President Joe Biden will speak this Tuesday about the United States’ departure from Afghanistan after a 20-year war he had promised to end, but whose chaotic final days now overshadow his tenure.

The speech will be at 2:45 p.m. (6:45 p.m. GMT), the White House said, more than an hour after the initial program and a day after General Kenneth McKenzie announced the end of the longest warfare in the United States.

“Tomorrow (Tuesday) afternoon, I will address the American people about my decision not to extend our presence in Afghanistan beyond August 31,” he said in a statement Monday, shortly after the Pentagon announced that the last US military plane left Kabul.

Finish the last “Eternal war” arising from the attacks of September 11, 2001, was one of the greatest electoral promises of Biden. And the idea was overwhelmingly supported by public opinion.

But after 2,356 US military deaths, many thousands wounded and an estimated $2.3 trillion spent, the offensive in Afghanistan to overthrow the Taliban ends with the same insurgents returning to power.

And for many the withdrawal, which culminated in a lone plane taking off at midnight from Kabul with the last of the troops and diplomats, really amounts to a shocking defeat.

Biden, owner of that defeat, is now in politically dangerous territory.

After two weeks of evacuation flights, a titanic effort marred by a suicide bombing that killed 13 US servicemen and dozens of Afghans, Biden told the Pentagon and the State Department to announce the end of the intervention on Monday.

On Sunday, the president had received the coffins containing the remains of those 13 killed soldiers, the last uniformed Americans who died in a war not wished by their compatriots for a long time.

On Monday, Biden appeared briefly in public, during a virtual meeting with officials to discuss the response to Hurricane Ida.

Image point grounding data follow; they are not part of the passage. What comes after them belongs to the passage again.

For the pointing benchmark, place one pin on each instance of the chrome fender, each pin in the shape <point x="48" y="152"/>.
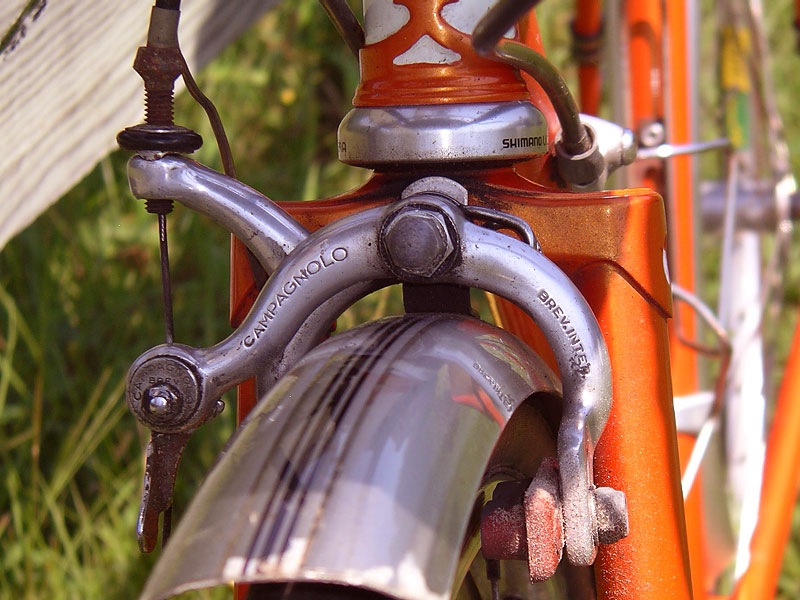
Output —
<point x="361" y="466"/>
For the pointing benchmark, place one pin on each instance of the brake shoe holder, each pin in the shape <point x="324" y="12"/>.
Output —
<point x="330" y="262"/>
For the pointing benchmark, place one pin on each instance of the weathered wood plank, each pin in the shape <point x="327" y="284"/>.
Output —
<point x="67" y="87"/>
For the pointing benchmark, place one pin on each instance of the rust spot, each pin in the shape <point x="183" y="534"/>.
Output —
<point x="503" y="523"/>
<point x="544" y="522"/>
<point x="13" y="36"/>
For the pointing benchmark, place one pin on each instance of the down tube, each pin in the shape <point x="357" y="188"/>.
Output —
<point x="637" y="451"/>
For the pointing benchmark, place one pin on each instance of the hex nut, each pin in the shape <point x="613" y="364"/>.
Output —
<point x="416" y="242"/>
<point x="172" y="380"/>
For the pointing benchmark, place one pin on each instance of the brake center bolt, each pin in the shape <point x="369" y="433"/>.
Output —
<point x="161" y="400"/>
<point x="417" y="242"/>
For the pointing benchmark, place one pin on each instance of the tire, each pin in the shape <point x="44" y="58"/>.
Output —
<point x="528" y="438"/>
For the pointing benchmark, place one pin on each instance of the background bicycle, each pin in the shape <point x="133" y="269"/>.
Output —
<point x="70" y="452"/>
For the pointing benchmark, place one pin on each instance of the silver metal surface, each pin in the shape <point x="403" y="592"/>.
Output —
<point x="612" y="147"/>
<point x="377" y="137"/>
<point x="670" y="150"/>
<point x="362" y="466"/>
<point x="440" y="186"/>
<point x="346" y="253"/>
<point x="754" y="205"/>
<point x="518" y="273"/>
<point x="265" y="228"/>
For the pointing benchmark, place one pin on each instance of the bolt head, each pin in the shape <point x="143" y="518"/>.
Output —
<point x="417" y="242"/>
<point x="611" y="510"/>
<point x="161" y="400"/>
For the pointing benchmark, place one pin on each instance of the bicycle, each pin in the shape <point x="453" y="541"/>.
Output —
<point x="454" y="220"/>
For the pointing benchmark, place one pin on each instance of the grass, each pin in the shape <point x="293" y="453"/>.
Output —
<point x="80" y="298"/>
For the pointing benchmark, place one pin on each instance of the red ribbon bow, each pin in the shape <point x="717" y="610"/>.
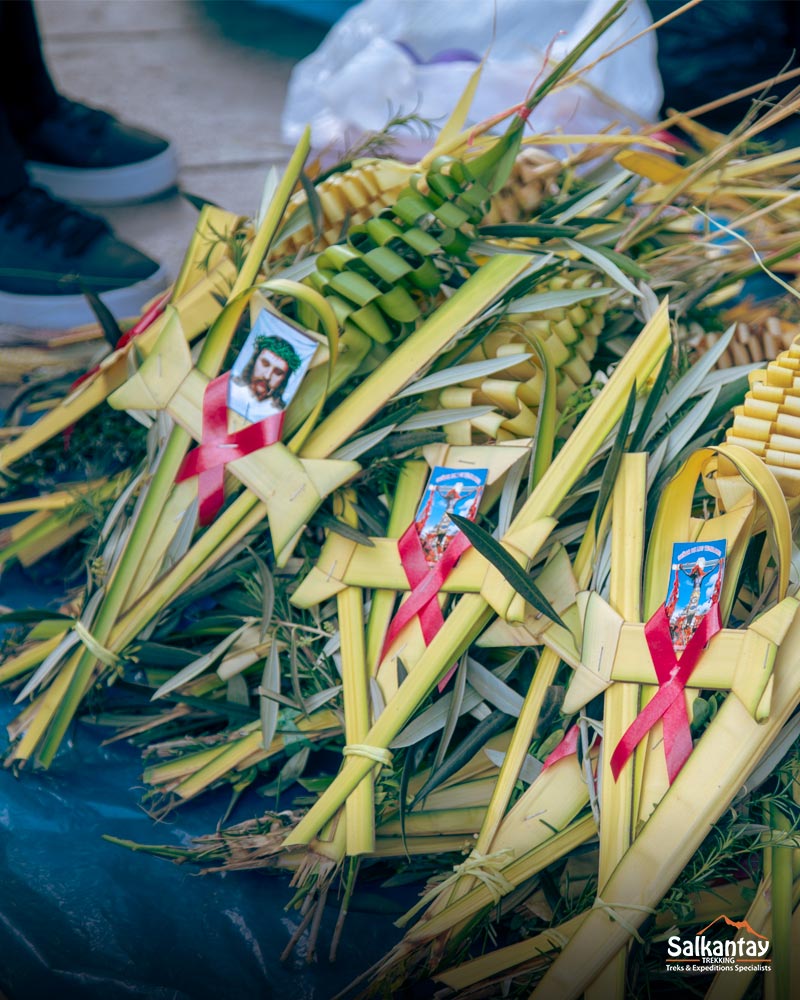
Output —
<point x="144" y="321"/>
<point x="425" y="580"/>
<point x="218" y="447"/>
<point x="668" y="704"/>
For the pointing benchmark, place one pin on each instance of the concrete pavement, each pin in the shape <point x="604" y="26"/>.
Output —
<point x="211" y="75"/>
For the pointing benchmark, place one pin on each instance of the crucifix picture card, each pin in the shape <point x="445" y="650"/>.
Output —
<point x="694" y="586"/>
<point x="449" y="491"/>
<point x="269" y="369"/>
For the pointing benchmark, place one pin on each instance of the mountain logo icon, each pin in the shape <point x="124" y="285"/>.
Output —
<point x="739" y="925"/>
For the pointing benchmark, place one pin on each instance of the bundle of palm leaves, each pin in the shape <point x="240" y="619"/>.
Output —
<point x="580" y="331"/>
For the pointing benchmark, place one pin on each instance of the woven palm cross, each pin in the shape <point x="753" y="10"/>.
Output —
<point x="291" y="488"/>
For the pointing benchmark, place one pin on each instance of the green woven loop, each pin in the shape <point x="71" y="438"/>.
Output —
<point x="387" y="264"/>
<point x="399" y="305"/>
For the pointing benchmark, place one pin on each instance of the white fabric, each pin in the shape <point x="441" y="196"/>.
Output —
<point x="360" y="76"/>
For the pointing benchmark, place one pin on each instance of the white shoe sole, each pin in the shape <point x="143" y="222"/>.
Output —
<point x="60" y="312"/>
<point x="111" y="185"/>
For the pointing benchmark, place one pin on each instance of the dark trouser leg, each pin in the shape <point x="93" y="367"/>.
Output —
<point x="27" y="94"/>
<point x="12" y="165"/>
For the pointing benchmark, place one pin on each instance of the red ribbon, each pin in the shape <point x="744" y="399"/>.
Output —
<point x="425" y="580"/>
<point x="145" y="320"/>
<point x="668" y="704"/>
<point x="218" y="447"/>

But he did not take questions from journalists.

And when the Pentagon announced that the last plane had departed from Kabul, Biden issued only a written statement asking for a “prayer of thanks” to the US forces.

With his speech this afternoon at the White House, Biden will have the opportunity to explain his vision.

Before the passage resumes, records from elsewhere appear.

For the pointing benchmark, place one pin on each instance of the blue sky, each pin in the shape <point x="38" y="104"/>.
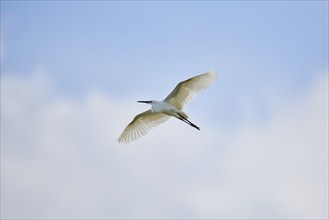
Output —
<point x="65" y="63"/>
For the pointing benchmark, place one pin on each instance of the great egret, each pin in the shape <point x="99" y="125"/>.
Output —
<point x="172" y="105"/>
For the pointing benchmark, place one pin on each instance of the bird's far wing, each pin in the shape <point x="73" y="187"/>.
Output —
<point x="186" y="90"/>
<point x="140" y="125"/>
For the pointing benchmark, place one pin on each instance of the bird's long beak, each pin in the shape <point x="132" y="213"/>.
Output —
<point x="147" y="102"/>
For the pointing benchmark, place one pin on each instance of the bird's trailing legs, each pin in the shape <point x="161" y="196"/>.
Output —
<point x="181" y="117"/>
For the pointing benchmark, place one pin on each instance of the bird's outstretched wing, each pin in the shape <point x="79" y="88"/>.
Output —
<point x="141" y="124"/>
<point x="186" y="90"/>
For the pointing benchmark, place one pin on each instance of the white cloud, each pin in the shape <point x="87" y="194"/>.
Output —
<point x="60" y="159"/>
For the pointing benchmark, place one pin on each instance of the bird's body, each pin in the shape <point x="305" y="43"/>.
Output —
<point x="165" y="107"/>
<point x="172" y="105"/>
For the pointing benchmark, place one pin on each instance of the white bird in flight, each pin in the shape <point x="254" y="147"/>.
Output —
<point x="172" y="105"/>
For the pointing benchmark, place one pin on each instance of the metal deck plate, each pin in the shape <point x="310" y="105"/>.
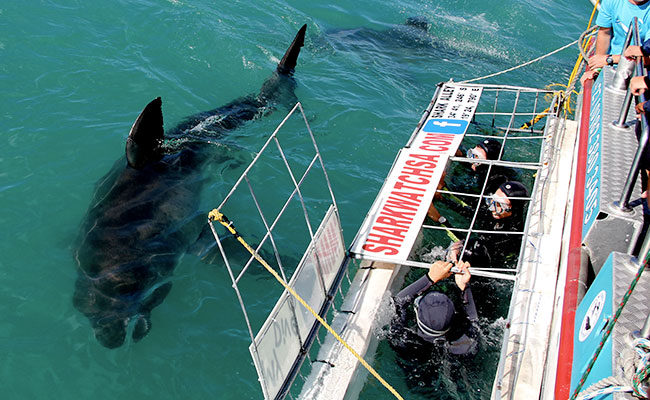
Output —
<point x="613" y="230"/>
<point x="635" y="311"/>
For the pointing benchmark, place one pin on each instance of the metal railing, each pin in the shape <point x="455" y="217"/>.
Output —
<point x="626" y="70"/>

Republicans, led by Donald Trump, Biden’s ever-critical predecessor, describe the exit as a humiliating failure, a defeat that surpasses even the 1975 evacuation of Saigon and a signal to the world that the United States has surrendered.

Biden is likely to make quite a different argument: that ending a war on the other side of the world will never be pretty, and that he is the first president in 20 years with the courage to do what everyone knew had to happen.

Victory or defeat?

While the output of Afghanistan had popular support, the way it came to fruition surprised Americans.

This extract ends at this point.